Der Bursche wird den Leipzigern auch erhalten bleiben, wenn er bei der OB-Wahl 2013 nur Zweiter oder Dritter werden sollte: Felix Ekardt, 40 Jahre alt, in Rostock Professor, in Leipzig aber, wo er lebt, hat er die Forschungsstelle Nachhaltigkeit und Klimapolitik. Und wo andere noch mit der Wünschelrute durch die Umweltpolitik laufen, hat er schon mehrere Bücher zum Thema veröffentlicht. Das hier zum Beispiel - in seiner Urversion 2009.

Damals hieß es noch “Cool down. 50 Irrtümer über unsere Klima-Zukunft”. Das ist eine ganze Zeitenwende her. Dazwischen liegen der Atomunfall von Fukushima und die erschrockene Kehrtwende der Bundesregierung zurück in den Atomausstieg, die die deutschen Steuerzahler allein einen zweistelligen Milliardenbetrag gekostet hat. Nur redet darüber gerade niemand, weil alle Welt panisch damit beschäftigt ist, die europäische Staatsschuldenkrise irgendwie zu begreifen. Auch die deutsche Regierung, die sich hier genauso dilettantisch benimmt wie in der Energiepolitik. Die eigentlich das Thema Nummer 1 sein müsste in Politik und Wirtschaft.

Doch nach der flotten Entlassung des Umweltministers ist es an dieser Front genauso still geworden wie an der Wirtschaftsfront. Das wird teuer. Das steht jetzt schon fest.

Ekart hat sein Buch noch einmal überarbeitet. Jetzt heißt es “Klimaschutz nach dem Atomausstieg”. Die 50 Argumente aber klingen so gewohnt wie immer. Argumente sind es nicht wirklich. Aber schöne Ausreden, wenn es darum geht, lieber nichts zu tun, lieber zu warten, bis das Klima endgültig so wild wird, dass es keine Ausreden mehr geben kann. Aber wann ist das? Klimata verändern sich langsam. Immerhin geht es um gewaltige physikalische Prozesse.
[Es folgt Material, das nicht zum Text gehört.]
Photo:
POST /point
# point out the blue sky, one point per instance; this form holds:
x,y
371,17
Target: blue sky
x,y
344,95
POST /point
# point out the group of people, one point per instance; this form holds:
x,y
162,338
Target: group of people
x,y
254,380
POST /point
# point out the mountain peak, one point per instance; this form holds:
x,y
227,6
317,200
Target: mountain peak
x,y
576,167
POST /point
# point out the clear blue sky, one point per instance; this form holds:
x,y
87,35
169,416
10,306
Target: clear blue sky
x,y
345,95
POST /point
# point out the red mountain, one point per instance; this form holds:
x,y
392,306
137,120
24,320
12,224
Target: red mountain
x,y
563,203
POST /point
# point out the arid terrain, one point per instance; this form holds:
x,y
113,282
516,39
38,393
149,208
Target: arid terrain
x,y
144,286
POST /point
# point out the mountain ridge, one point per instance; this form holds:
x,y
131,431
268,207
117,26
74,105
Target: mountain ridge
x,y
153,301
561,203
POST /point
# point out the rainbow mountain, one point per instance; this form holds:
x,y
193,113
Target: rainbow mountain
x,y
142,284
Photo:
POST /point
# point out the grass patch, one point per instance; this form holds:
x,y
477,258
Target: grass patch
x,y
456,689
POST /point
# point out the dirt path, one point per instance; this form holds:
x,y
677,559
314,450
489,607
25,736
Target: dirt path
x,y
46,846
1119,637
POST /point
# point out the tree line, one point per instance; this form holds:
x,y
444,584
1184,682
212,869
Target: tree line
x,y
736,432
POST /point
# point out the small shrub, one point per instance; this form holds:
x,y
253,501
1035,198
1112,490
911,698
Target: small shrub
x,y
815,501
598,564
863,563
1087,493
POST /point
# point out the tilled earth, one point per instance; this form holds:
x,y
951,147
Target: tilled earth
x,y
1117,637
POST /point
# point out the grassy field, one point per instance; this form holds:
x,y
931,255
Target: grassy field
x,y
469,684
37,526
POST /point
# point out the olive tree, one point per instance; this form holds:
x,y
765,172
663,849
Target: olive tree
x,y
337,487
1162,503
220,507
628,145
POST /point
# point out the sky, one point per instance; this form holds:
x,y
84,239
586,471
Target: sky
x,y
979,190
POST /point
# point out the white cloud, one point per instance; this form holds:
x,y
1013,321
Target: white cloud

Was bedeuten schon 0,8 bis 1 Grad höhere Lufttemperaturen gegenüber dem Beginn der Industrialisierung? – Mehr Wasser, das durch die Luft zirkuliert, mehr Energie in den Klimazellen, da einen Orkan mehr, dort ein Jahrhunderthochwasser, Winter ohne Schnee in Europa. Nur in den Medien merkt man, dass diese Ereignisse häufiger auftraten. In der Regel anderswo, in südlicheren Breitengraden, wo es sowieso noch wärmer ist. Überflutungen auf den Philippinen, in Südchina, in Südamerika … Der deutsche Fernsehzuschauer registriert es mit kurzem Unbehagen. Und setzt sich in sein Auto. Und sieht keine Zusammenhänge.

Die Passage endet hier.